Apparently this should be quite simple, but I have been trying for a while and can't seem to get this. Let $\{X_n\}$ be a martingale, then we have: $$E[X_n-X_{n-1}]=0$$ According to some notes I found this is a simple consequence of the two facts:
- $E[X_{n+1}-X_n|\mathcal{F}_n]=0$, where $\mathcal{F_n}$ is the corresponding filtration.
- $E[E[X|Y]]=E[X]$ for $X,Y$ random variables.
I understand both of these, but can't see how to put them together. My main confusion is how to relate them as 1. deals with condition expectation values with respect to sigma algebras, while 2. deals with expectations with respect to random variables.
Note that the equality
$$\mathbb{E}(\mathbb{E}(X \mid Y)) = X$$
does not hold.

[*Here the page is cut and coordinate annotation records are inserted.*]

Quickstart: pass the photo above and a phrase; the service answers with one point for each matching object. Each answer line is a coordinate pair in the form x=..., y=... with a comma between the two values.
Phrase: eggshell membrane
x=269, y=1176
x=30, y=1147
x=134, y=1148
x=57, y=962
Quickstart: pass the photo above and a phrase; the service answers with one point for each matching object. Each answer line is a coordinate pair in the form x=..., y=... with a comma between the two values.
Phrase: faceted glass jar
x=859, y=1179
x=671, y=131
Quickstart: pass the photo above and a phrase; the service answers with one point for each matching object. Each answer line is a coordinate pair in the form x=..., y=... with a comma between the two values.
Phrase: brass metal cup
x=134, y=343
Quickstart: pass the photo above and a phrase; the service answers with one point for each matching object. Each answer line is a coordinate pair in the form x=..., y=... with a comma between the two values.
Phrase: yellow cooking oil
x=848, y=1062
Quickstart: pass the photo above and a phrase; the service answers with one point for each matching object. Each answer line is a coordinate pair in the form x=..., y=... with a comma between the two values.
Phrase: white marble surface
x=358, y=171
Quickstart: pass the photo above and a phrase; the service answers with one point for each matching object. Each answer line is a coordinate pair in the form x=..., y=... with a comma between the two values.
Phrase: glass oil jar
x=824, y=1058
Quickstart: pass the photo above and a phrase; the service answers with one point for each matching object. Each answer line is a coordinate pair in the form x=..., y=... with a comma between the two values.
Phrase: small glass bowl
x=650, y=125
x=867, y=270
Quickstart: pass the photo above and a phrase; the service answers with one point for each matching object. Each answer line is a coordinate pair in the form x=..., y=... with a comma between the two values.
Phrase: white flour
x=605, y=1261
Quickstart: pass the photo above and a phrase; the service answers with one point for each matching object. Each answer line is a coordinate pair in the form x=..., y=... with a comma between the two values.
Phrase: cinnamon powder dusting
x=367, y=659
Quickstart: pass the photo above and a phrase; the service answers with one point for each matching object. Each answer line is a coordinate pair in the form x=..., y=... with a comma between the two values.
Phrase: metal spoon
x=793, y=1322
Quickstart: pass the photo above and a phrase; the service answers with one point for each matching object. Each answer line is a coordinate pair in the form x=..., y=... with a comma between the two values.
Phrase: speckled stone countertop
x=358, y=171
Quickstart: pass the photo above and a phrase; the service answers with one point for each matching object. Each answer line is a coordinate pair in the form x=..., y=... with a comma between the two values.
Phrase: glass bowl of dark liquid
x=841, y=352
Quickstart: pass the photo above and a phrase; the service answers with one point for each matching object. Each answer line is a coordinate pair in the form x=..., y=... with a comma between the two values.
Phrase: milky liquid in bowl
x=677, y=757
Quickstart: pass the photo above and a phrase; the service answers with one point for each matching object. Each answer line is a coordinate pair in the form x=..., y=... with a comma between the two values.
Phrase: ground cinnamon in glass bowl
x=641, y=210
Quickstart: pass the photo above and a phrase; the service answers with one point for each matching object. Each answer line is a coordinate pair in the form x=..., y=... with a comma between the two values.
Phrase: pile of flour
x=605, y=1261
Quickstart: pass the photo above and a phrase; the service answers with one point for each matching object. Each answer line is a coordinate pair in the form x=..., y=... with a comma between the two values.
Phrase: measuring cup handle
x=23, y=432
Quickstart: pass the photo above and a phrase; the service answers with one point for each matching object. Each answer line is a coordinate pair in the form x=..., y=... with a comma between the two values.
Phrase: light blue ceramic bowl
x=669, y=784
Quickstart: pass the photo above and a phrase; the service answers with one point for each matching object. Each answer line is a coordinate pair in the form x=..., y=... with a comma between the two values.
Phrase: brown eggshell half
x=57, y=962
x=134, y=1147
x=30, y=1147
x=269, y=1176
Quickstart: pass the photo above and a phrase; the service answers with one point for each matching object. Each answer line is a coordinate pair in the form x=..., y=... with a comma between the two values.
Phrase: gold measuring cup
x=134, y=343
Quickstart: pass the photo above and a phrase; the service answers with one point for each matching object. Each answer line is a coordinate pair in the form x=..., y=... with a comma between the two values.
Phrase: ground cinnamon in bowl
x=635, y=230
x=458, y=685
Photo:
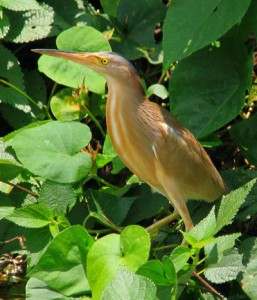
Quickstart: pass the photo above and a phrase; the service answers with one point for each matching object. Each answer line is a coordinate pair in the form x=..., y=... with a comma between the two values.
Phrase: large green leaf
x=65, y=107
x=84, y=39
x=113, y=207
x=130, y=249
x=62, y=266
x=57, y=196
x=244, y=134
x=231, y=203
x=52, y=150
x=127, y=285
x=249, y=277
x=226, y=269
x=203, y=22
x=32, y=216
x=163, y=274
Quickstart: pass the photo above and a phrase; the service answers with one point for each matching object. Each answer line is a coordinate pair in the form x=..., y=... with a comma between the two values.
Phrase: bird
x=148, y=138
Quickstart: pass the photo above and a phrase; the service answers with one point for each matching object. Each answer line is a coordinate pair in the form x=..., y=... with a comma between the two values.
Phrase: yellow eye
x=104, y=61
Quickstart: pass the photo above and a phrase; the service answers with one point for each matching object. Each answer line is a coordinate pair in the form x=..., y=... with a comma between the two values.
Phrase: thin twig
x=20, y=187
x=209, y=287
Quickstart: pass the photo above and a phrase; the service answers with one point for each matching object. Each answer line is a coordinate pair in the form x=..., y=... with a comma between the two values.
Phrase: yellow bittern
x=150, y=141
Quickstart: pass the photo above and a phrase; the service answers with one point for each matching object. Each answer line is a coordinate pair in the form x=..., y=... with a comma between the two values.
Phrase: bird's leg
x=179, y=203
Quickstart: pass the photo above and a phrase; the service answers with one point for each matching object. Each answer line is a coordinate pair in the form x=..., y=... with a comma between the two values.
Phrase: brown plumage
x=150, y=141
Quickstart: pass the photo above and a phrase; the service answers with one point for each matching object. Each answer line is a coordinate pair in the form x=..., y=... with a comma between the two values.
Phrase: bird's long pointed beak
x=84, y=58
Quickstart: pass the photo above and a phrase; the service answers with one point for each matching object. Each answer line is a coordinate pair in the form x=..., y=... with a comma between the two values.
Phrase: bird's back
x=180, y=156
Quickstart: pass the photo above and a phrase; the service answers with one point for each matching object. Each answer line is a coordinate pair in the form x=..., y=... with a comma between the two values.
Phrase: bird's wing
x=185, y=161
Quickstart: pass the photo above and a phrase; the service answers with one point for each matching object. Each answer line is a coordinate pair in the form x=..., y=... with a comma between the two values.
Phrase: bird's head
x=109, y=64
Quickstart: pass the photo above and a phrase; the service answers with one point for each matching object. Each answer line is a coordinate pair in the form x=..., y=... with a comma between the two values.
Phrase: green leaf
x=205, y=23
x=6, y=211
x=85, y=39
x=9, y=169
x=180, y=256
x=158, y=90
x=110, y=7
x=148, y=204
x=127, y=285
x=138, y=17
x=35, y=86
x=163, y=275
x=249, y=276
x=244, y=134
x=4, y=24
x=19, y=5
x=217, y=249
x=205, y=229
x=231, y=203
x=51, y=150
x=135, y=18
x=225, y=270
x=57, y=196
x=31, y=25
x=130, y=249
x=62, y=266
x=37, y=289
x=113, y=207
x=31, y=216
x=65, y=107
x=204, y=106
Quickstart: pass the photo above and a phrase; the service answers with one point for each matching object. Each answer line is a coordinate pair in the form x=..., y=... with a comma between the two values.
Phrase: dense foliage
x=83, y=221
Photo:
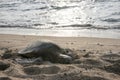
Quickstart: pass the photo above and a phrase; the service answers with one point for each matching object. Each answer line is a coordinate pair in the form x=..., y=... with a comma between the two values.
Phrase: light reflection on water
x=61, y=15
x=40, y=13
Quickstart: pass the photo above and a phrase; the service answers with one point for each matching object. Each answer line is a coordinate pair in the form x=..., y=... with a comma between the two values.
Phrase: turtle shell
x=46, y=50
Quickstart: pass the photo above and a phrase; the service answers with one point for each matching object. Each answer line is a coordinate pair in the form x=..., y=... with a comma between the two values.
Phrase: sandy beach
x=97, y=59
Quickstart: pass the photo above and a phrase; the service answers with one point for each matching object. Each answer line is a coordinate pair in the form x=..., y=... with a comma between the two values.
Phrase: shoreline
x=77, y=43
x=97, y=59
x=63, y=33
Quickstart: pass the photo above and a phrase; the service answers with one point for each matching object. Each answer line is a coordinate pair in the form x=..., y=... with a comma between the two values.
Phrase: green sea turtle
x=48, y=51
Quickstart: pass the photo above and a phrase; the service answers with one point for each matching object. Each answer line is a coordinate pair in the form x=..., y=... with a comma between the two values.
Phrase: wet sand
x=97, y=59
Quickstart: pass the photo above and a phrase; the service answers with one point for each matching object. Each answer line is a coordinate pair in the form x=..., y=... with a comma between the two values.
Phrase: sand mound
x=5, y=78
x=4, y=66
x=111, y=57
x=41, y=70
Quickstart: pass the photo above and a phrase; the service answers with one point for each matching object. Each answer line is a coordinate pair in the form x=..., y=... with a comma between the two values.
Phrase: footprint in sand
x=90, y=63
x=114, y=68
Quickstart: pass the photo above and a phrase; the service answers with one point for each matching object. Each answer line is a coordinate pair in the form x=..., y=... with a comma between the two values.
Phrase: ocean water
x=91, y=18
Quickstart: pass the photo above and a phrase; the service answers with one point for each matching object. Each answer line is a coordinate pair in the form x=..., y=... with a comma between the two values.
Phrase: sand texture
x=96, y=59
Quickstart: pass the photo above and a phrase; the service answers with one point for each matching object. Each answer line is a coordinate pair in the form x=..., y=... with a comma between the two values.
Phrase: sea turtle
x=48, y=51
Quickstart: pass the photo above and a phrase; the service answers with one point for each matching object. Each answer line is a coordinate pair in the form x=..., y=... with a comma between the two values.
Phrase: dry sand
x=98, y=59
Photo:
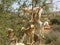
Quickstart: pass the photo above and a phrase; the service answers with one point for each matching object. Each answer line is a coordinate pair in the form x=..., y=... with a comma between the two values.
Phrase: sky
x=56, y=4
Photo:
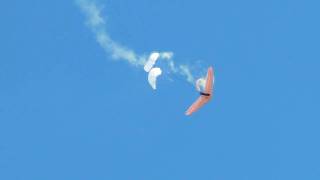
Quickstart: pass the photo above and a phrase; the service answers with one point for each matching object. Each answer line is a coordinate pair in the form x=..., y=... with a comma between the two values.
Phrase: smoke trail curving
x=97, y=24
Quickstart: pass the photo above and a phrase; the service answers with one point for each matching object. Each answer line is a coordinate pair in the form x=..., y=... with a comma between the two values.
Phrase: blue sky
x=69, y=111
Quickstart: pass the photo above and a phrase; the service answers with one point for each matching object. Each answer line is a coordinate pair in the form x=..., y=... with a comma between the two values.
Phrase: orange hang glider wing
x=203, y=99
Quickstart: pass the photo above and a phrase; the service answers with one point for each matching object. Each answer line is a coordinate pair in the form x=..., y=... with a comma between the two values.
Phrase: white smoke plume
x=97, y=24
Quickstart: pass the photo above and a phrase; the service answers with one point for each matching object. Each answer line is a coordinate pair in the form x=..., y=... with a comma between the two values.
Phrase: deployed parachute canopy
x=152, y=77
x=151, y=61
x=205, y=96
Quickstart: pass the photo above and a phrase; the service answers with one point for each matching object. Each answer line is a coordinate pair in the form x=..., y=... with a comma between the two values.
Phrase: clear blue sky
x=67, y=111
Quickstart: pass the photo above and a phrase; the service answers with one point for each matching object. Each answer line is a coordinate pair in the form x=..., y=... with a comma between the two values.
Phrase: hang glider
x=205, y=96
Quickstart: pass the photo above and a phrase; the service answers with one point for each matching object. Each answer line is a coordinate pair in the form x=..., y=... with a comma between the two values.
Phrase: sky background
x=68, y=111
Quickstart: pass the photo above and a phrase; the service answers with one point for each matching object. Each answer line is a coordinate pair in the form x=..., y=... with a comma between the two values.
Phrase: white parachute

Instead it should read
$$\mathbb{E}(\mathbb{E}(X \mid Y))= \mathbb{E}X.$$
In fact, this holds not only for $\sigma$-algebras generated by a random variable, but for any $\sigma$-algebra, i.e.
$$\mathbb{E}(\mathbb{E}(X \mid \mathcal{F})) = \mathbb{E}X$$
for any $\sigma$-algebra $\mathcal{F}$. Consequently, we find
$$\mathbb{E}(X_n-X_{n-1}) = \mathbb{E}( \mathbb{E}(X_n-X_{n-1} \mid \mathcal{F}_{n-1})) = 0.$$